Approximately 42,500 acres of the Refuge is comprised of bottomland and upland woodlands.  These forest lands are occupied by a variety of game species including quail, deer and turkey.

 

 Our Mission: Noxubee National Wildlife Refuge was established on June 14, 1940 with the purpose of being a refuge and breeding ground for migratory birds and other wildlife. It is meant to conserve, manage, and restore the fish, wildlife, and plant resources and their habitats for the benefit of present and future generations. Other purposes are:

 

  • Development, advancement, management, conservation, and protection of fish and wildlife resources 
  • For the benefit of the US Fish and Wildlife Service in performing its activities and services. Such acceptance may be subject to the terms of any restrictive or affirmative covenant, or condition of servitude
  • A small amount of land purchased with Migratory Bird Conservation Stamp monies with the intent to use as a sanctuary, or any other management purpose, for migratory birds.

 

Sam D. Hamilton Noxubee National Wildlife Refuge (NWR) is located in three counties (Noxubee, Oktibbeha, and Winston) and was created from lands obtained through the 1930s Resettlement Administration.

Before Government ownership, the land area within the refuge was intensively farmed and over-grazed.  After years of proper land stewardship, the refuge is now an excellent example of forest and wildlife management.

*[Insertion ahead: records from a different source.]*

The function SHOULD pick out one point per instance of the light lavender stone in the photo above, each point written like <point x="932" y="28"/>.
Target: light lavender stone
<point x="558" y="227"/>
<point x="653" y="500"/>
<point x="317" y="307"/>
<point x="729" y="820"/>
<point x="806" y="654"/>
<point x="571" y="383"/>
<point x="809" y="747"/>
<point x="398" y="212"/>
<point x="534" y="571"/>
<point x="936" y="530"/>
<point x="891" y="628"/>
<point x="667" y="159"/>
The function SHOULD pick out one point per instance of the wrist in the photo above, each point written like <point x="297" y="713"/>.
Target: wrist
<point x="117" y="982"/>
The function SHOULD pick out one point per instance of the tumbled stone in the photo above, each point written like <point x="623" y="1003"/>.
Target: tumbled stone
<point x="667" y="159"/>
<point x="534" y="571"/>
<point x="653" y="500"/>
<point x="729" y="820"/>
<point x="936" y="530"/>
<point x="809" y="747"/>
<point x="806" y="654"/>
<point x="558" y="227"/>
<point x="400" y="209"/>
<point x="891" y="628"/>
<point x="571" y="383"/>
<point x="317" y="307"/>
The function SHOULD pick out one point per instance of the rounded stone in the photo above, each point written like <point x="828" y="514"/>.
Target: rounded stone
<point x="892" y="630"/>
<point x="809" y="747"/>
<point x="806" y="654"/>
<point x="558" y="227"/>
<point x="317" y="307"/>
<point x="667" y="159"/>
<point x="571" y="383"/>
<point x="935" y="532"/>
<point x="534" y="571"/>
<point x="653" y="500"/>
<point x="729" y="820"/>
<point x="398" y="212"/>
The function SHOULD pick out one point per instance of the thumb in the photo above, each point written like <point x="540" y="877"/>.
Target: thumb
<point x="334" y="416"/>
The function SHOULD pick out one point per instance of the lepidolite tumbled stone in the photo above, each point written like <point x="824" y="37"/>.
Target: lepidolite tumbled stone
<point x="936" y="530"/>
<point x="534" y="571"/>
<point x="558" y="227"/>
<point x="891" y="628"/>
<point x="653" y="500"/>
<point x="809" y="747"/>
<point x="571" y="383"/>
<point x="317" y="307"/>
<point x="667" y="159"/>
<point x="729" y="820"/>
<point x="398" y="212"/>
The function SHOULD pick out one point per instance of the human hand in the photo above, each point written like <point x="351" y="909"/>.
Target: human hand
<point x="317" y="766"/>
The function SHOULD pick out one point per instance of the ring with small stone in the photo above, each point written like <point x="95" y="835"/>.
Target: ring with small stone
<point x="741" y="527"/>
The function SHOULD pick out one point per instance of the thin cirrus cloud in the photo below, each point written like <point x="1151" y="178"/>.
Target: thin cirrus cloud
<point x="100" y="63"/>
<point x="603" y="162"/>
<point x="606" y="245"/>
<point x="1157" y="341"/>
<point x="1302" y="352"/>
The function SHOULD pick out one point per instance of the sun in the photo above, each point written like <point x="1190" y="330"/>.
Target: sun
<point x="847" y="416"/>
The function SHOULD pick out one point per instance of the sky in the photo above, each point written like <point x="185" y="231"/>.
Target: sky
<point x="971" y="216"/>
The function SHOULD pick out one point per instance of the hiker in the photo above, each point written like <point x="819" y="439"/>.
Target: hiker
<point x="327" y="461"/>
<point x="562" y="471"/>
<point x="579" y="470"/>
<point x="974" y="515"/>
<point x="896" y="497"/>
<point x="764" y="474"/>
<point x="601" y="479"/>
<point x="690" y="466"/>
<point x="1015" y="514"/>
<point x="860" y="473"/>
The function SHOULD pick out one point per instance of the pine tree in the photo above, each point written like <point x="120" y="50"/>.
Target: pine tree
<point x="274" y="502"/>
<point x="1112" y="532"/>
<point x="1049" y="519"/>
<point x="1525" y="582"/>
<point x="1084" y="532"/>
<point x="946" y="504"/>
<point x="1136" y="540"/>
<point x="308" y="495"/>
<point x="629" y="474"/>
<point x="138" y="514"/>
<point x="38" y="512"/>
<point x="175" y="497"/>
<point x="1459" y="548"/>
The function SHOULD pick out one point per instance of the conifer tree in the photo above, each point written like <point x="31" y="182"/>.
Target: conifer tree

This change has caused a return of bountiful wildlife populations and a progression toward restoration of the pine and hardwood forest types that were devastated in the early 1900s.  The refuge provides needed habitat protection for the extremely valuable, rapidly disappearing bottomland hardwood forest communities.

The endangered red-cockaded woodpecker relies on the refuge for its existence in east-central Mississippi.  This population of woodpeckers is one of only four sites the species can be seen in the state.  In addition, many neotropical migratory bird species greatly benefit from the variety of habitats the refuge provides.  Four green-tree reservoirs (GTRs), two major lakes (Bluff Lake – 900 acres and Loakfoma Lake – 400 acres), 16 small impoundments, and assorted wetland areas provide important habitat for the wood stork, American alligator, bald eagle, and wintering waterfowl.

Over 150,000 visitors annually participate in activities including fishing, hunting, hiking, wildlife photography, wildlife observation, environmental education, and research.  The refuge serves as an outdoor classroom for Mississippi State University and other local educational institutions. The National Audubon Society has designated Sam D. Hamilton Noxubee National Wildlife Refuge as an Important Bird Area (IBA), one of five of global importance in Mississippi.